I grabbed her body around the waist and lifted her up, unlatching the belt from the grate in the ceiling, and carried her into the bedroom where I laid her out on the bed. I knew some CPR and had even tried it out on a few drug addict friends when they went bad, but I could tell it was hopeless. She had put on her makeup so carefully, but her lips still seemed dark and blue through the red lipstick, and the shit smeared across my arm proved she had already vacated her bowels. She wouldn't have liked that. She was so clean, and her appearance meant so much to her. There was little doubt that she was very much dead.

I didn't panic. I didn't start wailing and crying, making a racket. People rarely do when there is no one around to impress by it, they just stare silently in mute contemplation. After a couple minutes I went into the bathroom to wash up and I saw it. Vanessa had written in dramatic cliche style in lipstick on the mirror "I am happy". It made me flash back to the first angry message she scrawled across a broken mirror in my old apartment, a distinct contrast to how she had evolved emotionally from when I met her, before I knew her secrets, and long before I slew her demons and took her with me on this long run from our responsibility.
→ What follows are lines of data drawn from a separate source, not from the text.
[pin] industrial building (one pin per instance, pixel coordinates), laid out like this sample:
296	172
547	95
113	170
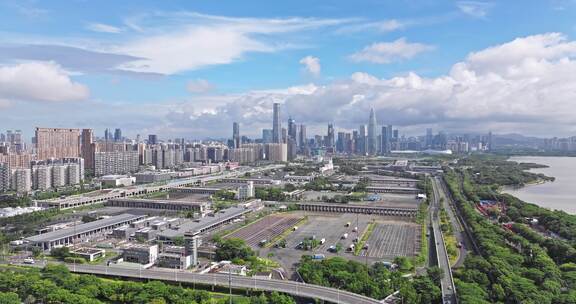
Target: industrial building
173	205
81	233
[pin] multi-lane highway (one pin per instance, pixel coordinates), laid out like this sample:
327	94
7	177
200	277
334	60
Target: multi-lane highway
447	282
237	282
448	205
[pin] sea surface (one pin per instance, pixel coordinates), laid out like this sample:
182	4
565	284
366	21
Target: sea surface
559	194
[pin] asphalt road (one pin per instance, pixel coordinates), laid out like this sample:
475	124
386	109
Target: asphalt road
237	282
456	226
447	282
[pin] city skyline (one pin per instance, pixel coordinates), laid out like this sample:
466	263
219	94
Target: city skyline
329	63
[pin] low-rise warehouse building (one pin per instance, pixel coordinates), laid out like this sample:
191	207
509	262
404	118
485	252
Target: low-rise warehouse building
174	205
81	233
140	253
174	257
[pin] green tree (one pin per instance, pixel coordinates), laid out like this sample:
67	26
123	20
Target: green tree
9	298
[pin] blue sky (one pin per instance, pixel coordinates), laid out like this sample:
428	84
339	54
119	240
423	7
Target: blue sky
189	68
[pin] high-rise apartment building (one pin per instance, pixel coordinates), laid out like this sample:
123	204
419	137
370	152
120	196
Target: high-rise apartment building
4	177
88	148
276	124
276	152
267	136
372	136
302	140
57	143
117	162
292	129
152	139
429	138
42	177
386	139
59	176
363	140
330	136
117	134
236	135
21	180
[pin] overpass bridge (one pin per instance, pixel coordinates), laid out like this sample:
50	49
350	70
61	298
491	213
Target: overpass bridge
237	282
364	209
391	189
447	281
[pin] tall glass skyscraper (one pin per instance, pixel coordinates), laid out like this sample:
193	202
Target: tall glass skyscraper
236	134
372	144
276	125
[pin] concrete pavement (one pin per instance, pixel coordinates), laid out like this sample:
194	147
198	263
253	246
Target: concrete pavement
237	282
447	282
448	205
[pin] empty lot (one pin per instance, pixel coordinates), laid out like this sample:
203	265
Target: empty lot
389	240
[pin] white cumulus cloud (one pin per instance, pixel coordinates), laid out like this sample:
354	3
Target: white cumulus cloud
104	28
525	85
477	9
311	64
190	41
387	52
199	86
39	81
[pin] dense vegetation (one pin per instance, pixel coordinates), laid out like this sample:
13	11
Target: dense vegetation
490	170
376	281
512	267
55	284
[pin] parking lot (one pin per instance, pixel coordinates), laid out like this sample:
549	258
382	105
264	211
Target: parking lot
265	229
389	240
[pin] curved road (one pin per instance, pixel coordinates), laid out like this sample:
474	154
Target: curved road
449	206
289	287
447	282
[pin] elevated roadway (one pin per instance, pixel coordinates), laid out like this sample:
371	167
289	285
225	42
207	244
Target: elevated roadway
447	281
237	282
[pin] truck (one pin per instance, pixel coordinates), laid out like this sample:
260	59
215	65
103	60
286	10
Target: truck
318	256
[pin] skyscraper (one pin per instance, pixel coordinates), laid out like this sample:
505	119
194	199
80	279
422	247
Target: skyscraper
57	143
276	125
117	134
292	130
87	148
267	136
363	140
152	139
236	134
372	145
429	138
302	142
330	136
386	139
She was damaged and volatile then, but became dependent on me in recent months to an extreme that made me feel guilty for fucking her.

In retrospect it was bound to happen. But it still seemed cosmically unfair for her beauty and fragility to be outlasted by my rigid foulness. She rarely drank to excess, almost never swore, and tended to get along with strangers more often than not. And now the only good that was left in my life had slipped through my fingers, leaving the unstompable cockroach to carry on in the filthy gutters alone. I took the time to dress her in one of her favorite cocktail dresses, at least the one I thought she looked best in, but couldn't make it fit right. No doubt they would assume I killed her, and would probably think I kidnapped her after murdering her father. But I was okay with that. She would be exonerated in death, and I would once again shoulder her burdens. I started to pack my things.